Gladys came running from the kitchen. “Lilliana, are you all right?”
Lilliana nodded, her face now flaming, her hands pressed against her cheeks. “Yes, I’m fine. I just . . . need to be left alone. I’m sorry, Reverend Willard. I didn’t mean to accu
se you.”
“Lilliana—Grace—may we talk?”
She raised her hand before her face, refusing to look at him, and walked quickly down the hallway, through the kitchen and out the back door, letting the screen door slam behind her.
He spread his hands, appealing to Gladys, but she shook her head. “That’s just how she’s been—more than three weeks now. I don’t know what to do. I don’t know how to reach her.”
Jesse didn’t know either, but he believed it his duty to help those in need, even if Lilliana Swope wasn’t actually a member of Shady Grove. Was she a believer in Jesus Christ as her Savior? Did she know she could turn to Him in her need even if she couldn’t turn to another human being? Jesse didn’t know. He’d assumed she believed, being Miz Hyacinth’s niece, having grown up in a church—and above all because of her kind and loving heart. It went without saying, didn’t it?

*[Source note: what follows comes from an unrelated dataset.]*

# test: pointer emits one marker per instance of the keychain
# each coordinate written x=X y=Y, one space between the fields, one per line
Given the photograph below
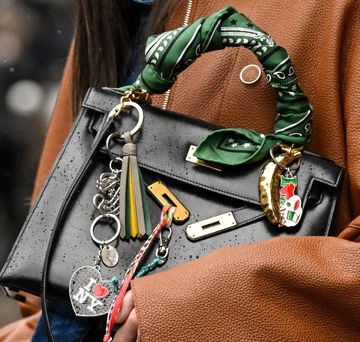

He wrestled with that question all the way home and finally came to the conclusion that he should have, would have reached out to Lilliana right after Miz Hyacinth’s funeral if he’d not been so foolish, so blind, so smitten and nursing his hurt that she was married.
Lilliana was certainly a woman of purpose and conviction—willing to help Marshall and the children of Saints Delight Church learn to better read, regardless of the cost to her safety or reputation. And yet, faith and lofty purpose were not interchangeable. One could exist without the other.
He’d seen her come to life with the opening of Garden’s Gate’s library. That purpose had been challenged by the visit from her controlling husband, by the late-night tirade of Rhoan Wishon and the cruel gossip of Velma Richards and Ida Mae, then apparently derailed by Miz Hyacinth’s passing.
He couldn’t bring Miz Hyacinth back, couldn’t undo Gerald Swope’s actions or the ugly words from Velma or Rhoan, but he could encourage Marshall and the children of Saints Delight to appeal to Lilliana. The needs of others had spoken to her tender heart before. Surely those needs could facilitate the opening of that heart again.